More Records with Specific Advice on What to Listen For
It’s not easy to find a copy of this album that sounds right.
Many of the copies we played suffer from a “too-forward” quality to the vocals, which make them positively unpleasant to listen to.
Others lacked presence, which left them easy on the ears but ultimately boring.
Then there were the copies that got the vocals right but just didn’t have all the Tubey Magic you want for this kind of simple, folky music.
I’m not going to go out on a limb and say this is an album everyone needs in their collection, but it’s certainly enjoyable. For those of you who get a kick out of this slice of 60s life, you’re going to have a very hard time finding a copy that sounds as good as this one.
It’s nice when the copy in hand has all the transparency, space, layered depth and three-dimensionality that makes listening to records such a fundamentally different experience than listening to digitally-sourced material, but it’s not nearly as important as having that rich, relaxed tonal balance.

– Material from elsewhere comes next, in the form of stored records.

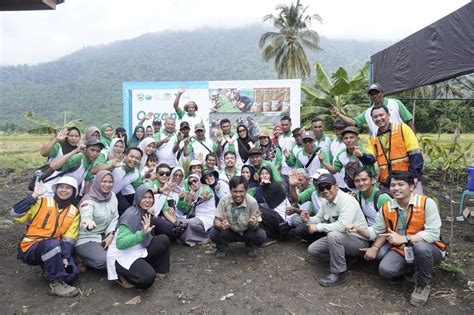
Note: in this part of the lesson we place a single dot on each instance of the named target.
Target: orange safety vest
(392, 158)
(415, 220)
(48, 223)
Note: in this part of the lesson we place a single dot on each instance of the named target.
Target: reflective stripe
(51, 253)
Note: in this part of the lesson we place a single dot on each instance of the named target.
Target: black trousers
(142, 272)
(124, 202)
(271, 223)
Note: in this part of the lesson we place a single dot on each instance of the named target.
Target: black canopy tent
(438, 52)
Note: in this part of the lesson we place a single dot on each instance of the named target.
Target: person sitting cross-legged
(237, 220)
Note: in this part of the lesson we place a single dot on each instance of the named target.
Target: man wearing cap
(353, 156)
(286, 142)
(323, 141)
(182, 140)
(337, 211)
(338, 145)
(165, 142)
(256, 160)
(190, 111)
(77, 163)
(395, 148)
(200, 146)
(398, 112)
(311, 157)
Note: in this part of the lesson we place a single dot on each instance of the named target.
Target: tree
(287, 45)
(348, 95)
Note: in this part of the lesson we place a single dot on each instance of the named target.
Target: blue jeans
(250, 237)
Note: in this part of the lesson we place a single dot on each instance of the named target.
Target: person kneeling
(135, 255)
(237, 220)
(411, 224)
(52, 231)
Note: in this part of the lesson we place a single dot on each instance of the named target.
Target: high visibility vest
(415, 220)
(394, 157)
(48, 223)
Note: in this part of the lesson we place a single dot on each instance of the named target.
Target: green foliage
(287, 46)
(336, 90)
(46, 126)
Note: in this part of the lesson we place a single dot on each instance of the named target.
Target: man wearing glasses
(337, 211)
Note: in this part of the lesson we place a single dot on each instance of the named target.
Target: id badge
(409, 256)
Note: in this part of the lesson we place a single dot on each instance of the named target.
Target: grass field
(21, 151)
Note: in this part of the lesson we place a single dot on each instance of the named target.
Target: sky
(32, 37)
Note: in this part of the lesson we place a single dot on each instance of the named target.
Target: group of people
(114, 202)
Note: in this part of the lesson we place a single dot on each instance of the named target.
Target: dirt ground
(283, 279)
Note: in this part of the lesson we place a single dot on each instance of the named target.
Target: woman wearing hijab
(53, 225)
(272, 203)
(65, 141)
(120, 132)
(148, 147)
(99, 216)
(219, 187)
(248, 172)
(245, 143)
(106, 134)
(271, 152)
(137, 136)
(135, 255)
(92, 133)
(200, 200)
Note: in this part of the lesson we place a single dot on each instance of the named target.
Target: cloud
(30, 37)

A little smear and a subtle lack of resolution is not the end of the world on most of the records we sell, including this one.
Brightness and leanness, along with grit and grain on the vocals, can be.

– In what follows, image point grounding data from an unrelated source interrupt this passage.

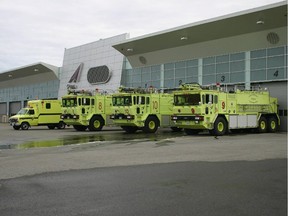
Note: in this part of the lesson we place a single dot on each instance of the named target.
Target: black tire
(61, 125)
(16, 127)
(130, 129)
(272, 124)
(220, 127)
(176, 129)
(151, 125)
(96, 123)
(191, 131)
(79, 127)
(262, 125)
(25, 126)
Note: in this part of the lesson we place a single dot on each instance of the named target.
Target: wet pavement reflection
(161, 138)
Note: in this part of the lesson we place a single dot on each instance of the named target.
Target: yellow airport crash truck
(39, 113)
(219, 111)
(145, 109)
(84, 109)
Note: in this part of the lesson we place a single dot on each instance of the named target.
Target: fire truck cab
(83, 110)
(145, 109)
(198, 108)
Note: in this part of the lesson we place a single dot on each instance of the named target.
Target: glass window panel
(258, 75)
(237, 56)
(155, 75)
(192, 71)
(223, 78)
(145, 77)
(209, 60)
(136, 71)
(277, 61)
(179, 81)
(169, 74)
(146, 70)
(275, 51)
(168, 66)
(222, 67)
(223, 58)
(208, 69)
(156, 68)
(237, 77)
(258, 53)
(155, 83)
(136, 84)
(237, 66)
(276, 73)
(209, 79)
(180, 64)
(180, 72)
(136, 78)
(192, 63)
(169, 83)
(192, 79)
(258, 63)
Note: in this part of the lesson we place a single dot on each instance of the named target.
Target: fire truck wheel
(25, 126)
(79, 127)
(262, 128)
(176, 129)
(191, 131)
(220, 127)
(129, 129)
(61, 125)
(96, 124)
(16, 127)
(151, 125)
(272, 124)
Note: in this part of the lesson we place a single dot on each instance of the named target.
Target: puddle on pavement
(161, 139)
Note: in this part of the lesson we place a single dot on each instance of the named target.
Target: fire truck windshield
(69, 102)
(122, 101)
(187, 99)
(23, 111)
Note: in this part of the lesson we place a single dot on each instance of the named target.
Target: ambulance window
(209, 98)
(134, 100)
(86, 101)
(215, 99)
(31, 112)
(48, 105)
(147, 100)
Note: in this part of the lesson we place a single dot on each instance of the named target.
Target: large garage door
(3, 112)
(14, 107)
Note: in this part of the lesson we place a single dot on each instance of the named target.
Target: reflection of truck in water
(83, 110)
(38, 113)
(145, 109)
(197, 108)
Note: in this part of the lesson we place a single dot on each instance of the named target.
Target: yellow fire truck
(197, 108)
(146, 109)
(83, 110)
(38, 113)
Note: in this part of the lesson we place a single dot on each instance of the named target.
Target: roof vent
(98, 75)
(142, 59)
(273, 38)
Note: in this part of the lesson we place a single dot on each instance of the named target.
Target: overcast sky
(39, 30)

If the average record sounded even close to right, nobody would need us to find good sounding copies for them. They’d be sitting in every record bin in town and we would have to find some other kinds of records to sell.
The records may indeed be in every bin in town — that’s where we found the copies that went into this shootout — but the sound sure isn’t.
Hint: for the best sound, stick to the Tri-Tone original Reprise pressings. They win every shootout.